Die Kläger zu 1) und 2) sind die Eltern des am 00.00.1994 geborenen Klägers zu 3). Die Kläger wohnen gemeinsam in einem Haushalt. Der Kläger zu 3) bezog im o.a. Zeitraum Erwerbseinkommen (Ausbildungsvergütung), das nach den Berechnungen des Beklagten und des Sozialgerichts den Bedarf des Klägers zu 3) bis auf einen Restbetrag von 9, 13 EUR monatlich deckte. Für den Kläger zu 3) wurde zudem Kindergeld gezahlt, das vom Beklagten in Höhe von 9,13 EUR auf den Bedarf des Klägers zu 3) angerechnet wurde, so dass dieser keinen Leistungsanspruch hatte. Im Übrigen rechnete der Beklagte das Kindergeld anteilig auf den Bedarf des Klägers zu 1) und der Klägerin zu 2) an (Bescheide vom 15.11.2011 und 26.11.2011 in der Gestalt des Widerspruchsbescheides vom 03.04.2012).
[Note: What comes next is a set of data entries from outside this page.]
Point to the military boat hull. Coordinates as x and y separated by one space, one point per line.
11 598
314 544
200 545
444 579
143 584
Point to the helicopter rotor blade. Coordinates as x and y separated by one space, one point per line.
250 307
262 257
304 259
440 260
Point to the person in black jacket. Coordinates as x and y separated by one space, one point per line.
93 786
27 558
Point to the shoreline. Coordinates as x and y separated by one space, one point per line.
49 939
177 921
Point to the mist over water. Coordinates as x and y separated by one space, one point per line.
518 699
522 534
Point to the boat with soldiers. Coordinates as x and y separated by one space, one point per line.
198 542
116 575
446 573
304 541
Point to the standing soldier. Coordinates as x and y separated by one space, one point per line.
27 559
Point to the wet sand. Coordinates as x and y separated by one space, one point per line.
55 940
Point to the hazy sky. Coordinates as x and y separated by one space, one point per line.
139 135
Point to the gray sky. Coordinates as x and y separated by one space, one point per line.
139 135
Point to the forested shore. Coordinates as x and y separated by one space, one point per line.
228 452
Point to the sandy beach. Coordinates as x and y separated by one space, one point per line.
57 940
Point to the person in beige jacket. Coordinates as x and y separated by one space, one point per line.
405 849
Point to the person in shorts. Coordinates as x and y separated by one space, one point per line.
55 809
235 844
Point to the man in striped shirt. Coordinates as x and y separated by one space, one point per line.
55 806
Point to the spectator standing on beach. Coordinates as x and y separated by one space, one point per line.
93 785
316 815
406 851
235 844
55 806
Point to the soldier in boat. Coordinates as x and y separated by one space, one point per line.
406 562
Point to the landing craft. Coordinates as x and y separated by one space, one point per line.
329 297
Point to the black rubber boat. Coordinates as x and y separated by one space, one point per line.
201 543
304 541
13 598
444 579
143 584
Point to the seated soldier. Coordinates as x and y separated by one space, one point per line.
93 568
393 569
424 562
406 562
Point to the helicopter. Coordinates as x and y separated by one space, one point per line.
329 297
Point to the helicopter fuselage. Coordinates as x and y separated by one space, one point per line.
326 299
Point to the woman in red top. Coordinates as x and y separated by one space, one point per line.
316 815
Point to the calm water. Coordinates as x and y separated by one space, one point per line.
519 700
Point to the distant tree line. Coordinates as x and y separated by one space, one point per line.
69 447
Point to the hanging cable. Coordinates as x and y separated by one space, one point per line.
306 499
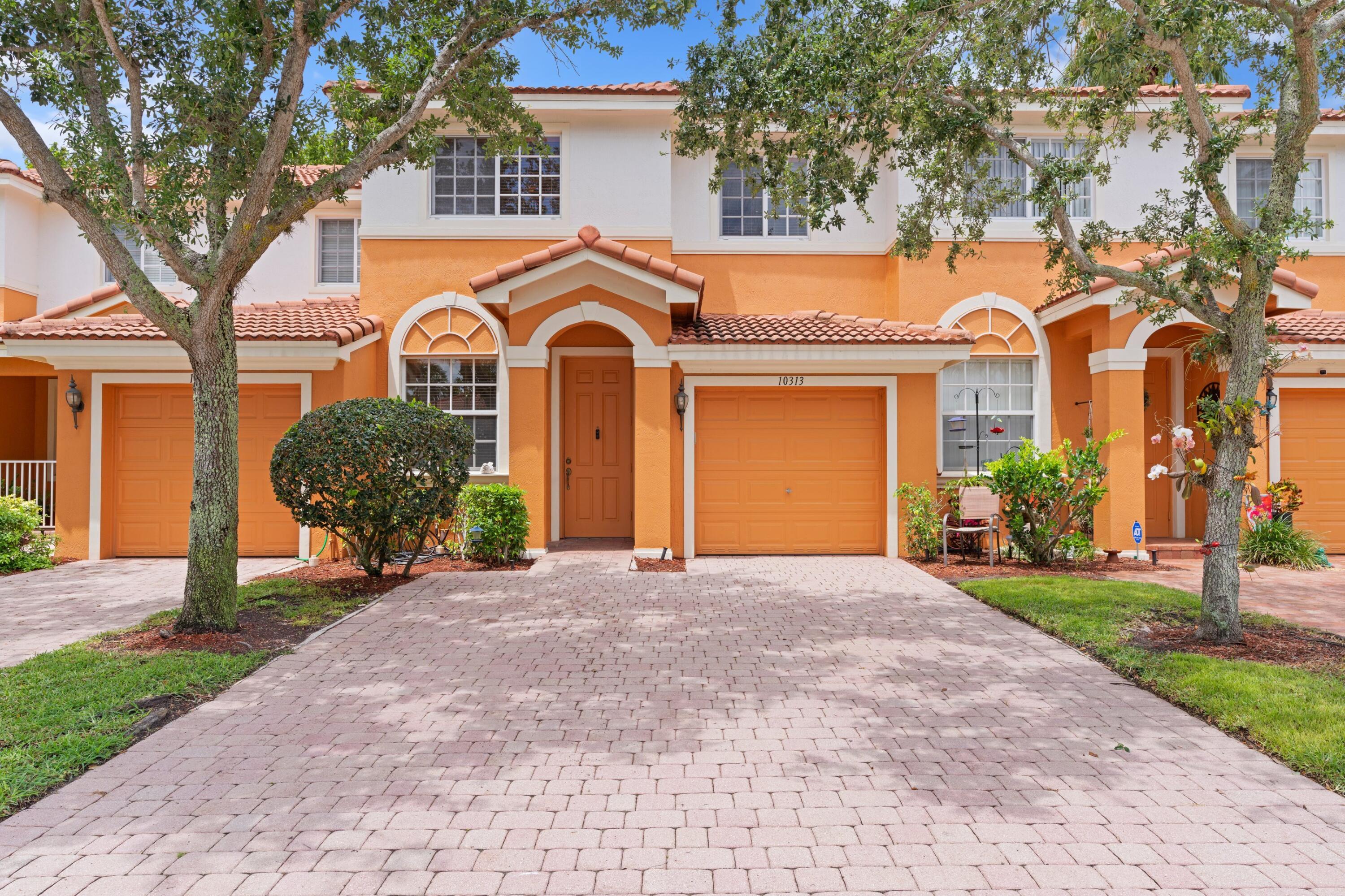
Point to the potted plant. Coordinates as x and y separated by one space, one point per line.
1288 497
Mit Urteil vom 11.10.2012 hat das Sozialgericht die wegen der Anrechnung des Kindergeldes auf den Bedarf des Klägers zu 1) und der Klägerin zu 2) erhobene Klage abgewiesen, ohne die Berufung zuzulassen. Die Anrechnung des den Restbedarf des Klägers zu 3) übersteigenden Kindergeldanspruchs sei – auch unter Berücksichtigung der der Rechtsprechung des BSG (Urteile des BSG vom 07.11.2006 – B 7b AS 18/06 R, 13.05.2009 – B 4 AS 39/08 R und 07.07.2011 – B 14 KG 2/09 R) – zu Recht erfolgt. Das Kindergeld sei gem. § 11 Abs. 1 Satz 4 SGB II nur insoweit als Einkommen des Kindes zu berücksichtigen, als es bei dem Kind zur Deckung des Lebensunterhalts benötigt wird. Im Übrigen sei es Einkommen der Eltern. In voller Höhe sei es als Einkommen des Kindes gem. § 1 Abs. 1 Nr. 8 Alg-II V nur zu berücksichtigen, soweit es an Kinder weitergereicht werde, die nicht im Haushalt der Eltern wohnen. Dies sei beim Kläger zu 3) jedoch nicht der Fall.
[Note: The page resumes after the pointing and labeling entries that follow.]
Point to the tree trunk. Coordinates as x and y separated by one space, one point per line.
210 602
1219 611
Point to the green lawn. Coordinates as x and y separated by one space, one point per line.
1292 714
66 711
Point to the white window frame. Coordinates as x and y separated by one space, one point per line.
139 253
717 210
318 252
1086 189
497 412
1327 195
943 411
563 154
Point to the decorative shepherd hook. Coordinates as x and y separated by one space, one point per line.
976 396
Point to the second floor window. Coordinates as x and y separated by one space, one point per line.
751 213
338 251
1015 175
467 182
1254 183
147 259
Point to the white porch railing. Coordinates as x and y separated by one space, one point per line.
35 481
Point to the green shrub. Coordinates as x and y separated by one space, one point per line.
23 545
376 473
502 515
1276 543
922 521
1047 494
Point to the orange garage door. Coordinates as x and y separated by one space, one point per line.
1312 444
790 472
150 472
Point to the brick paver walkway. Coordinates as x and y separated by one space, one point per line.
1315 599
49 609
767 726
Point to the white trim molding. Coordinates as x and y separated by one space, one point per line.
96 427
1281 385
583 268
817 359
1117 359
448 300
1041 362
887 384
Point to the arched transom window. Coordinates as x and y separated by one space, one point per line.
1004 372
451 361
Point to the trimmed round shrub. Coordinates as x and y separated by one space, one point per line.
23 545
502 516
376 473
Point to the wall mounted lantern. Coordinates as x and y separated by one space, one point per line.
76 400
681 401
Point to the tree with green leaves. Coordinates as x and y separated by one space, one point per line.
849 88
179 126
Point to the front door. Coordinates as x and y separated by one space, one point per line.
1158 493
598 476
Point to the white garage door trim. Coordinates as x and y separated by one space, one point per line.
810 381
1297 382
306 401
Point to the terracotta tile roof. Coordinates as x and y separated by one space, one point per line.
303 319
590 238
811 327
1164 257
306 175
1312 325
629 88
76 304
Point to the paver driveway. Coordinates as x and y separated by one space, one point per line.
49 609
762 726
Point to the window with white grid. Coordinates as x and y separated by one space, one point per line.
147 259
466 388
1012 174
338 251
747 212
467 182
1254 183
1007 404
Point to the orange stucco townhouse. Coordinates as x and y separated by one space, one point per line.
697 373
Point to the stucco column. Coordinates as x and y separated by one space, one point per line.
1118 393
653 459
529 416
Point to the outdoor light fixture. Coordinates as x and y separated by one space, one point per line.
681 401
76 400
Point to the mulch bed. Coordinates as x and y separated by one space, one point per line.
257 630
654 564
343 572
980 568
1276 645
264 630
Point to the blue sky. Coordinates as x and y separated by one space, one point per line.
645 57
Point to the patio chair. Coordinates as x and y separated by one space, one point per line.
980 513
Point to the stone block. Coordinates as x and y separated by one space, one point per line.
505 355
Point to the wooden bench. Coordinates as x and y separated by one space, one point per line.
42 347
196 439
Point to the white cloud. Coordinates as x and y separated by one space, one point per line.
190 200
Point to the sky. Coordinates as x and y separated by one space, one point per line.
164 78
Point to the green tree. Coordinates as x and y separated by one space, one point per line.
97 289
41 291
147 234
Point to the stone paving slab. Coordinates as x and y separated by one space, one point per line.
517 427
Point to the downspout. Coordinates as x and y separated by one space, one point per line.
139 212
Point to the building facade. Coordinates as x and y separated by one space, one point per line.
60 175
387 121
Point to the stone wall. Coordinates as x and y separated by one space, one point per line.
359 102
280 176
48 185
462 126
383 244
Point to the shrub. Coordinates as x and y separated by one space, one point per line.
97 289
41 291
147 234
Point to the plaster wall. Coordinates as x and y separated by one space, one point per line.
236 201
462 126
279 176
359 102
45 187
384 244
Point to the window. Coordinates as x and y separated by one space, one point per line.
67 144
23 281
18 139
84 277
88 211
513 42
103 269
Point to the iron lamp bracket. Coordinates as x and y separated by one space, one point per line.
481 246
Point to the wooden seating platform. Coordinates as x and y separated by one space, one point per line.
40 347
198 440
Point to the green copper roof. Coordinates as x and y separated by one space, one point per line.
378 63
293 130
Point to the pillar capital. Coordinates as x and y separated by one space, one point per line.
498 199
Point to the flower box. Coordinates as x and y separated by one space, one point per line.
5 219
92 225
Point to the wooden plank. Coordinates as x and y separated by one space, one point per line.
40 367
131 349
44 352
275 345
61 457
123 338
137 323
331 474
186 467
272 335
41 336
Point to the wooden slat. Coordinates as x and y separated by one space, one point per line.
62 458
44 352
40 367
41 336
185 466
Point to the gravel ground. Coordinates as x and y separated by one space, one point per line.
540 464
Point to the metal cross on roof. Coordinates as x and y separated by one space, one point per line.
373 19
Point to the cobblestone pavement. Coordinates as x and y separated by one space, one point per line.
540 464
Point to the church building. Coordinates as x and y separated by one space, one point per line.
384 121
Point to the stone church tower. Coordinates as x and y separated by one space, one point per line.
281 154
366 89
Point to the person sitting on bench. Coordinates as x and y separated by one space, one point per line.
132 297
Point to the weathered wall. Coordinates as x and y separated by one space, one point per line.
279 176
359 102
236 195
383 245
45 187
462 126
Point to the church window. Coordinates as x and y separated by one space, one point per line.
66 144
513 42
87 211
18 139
Gegen die Nichtzulassung der Berufung in der am 29.10.2012 zugestellten Entscheidung richtet sich die am 20.11.2012 erhobene Beschwerde des Klägers zu 1) und der Klägerin zu 2). Wenn die Berufung zulassungsbedürftig sei, was wegen der Beschränkung des Bewilligungszeitraums auf fünf anstelle der gesetzlich vorgesehen sechs Monate fraglich sei, sei sie zuzulassen. Die Streitsache habe grundsätzliche Bedeutung. Das Urteil des Sozialgerichts verkenne die Neuregelung von § 1612 b BGB ab 01.01.2008. Hiernach sei Kindergeld allein zur Bedarfsdeckung des Kindes bestimmt. Faktisch führe die Anrechnung des Kindergeldes auf den Bedarf der Eltern zu einer Unterhaltszahlung des Kindes zugunsten der Eltern.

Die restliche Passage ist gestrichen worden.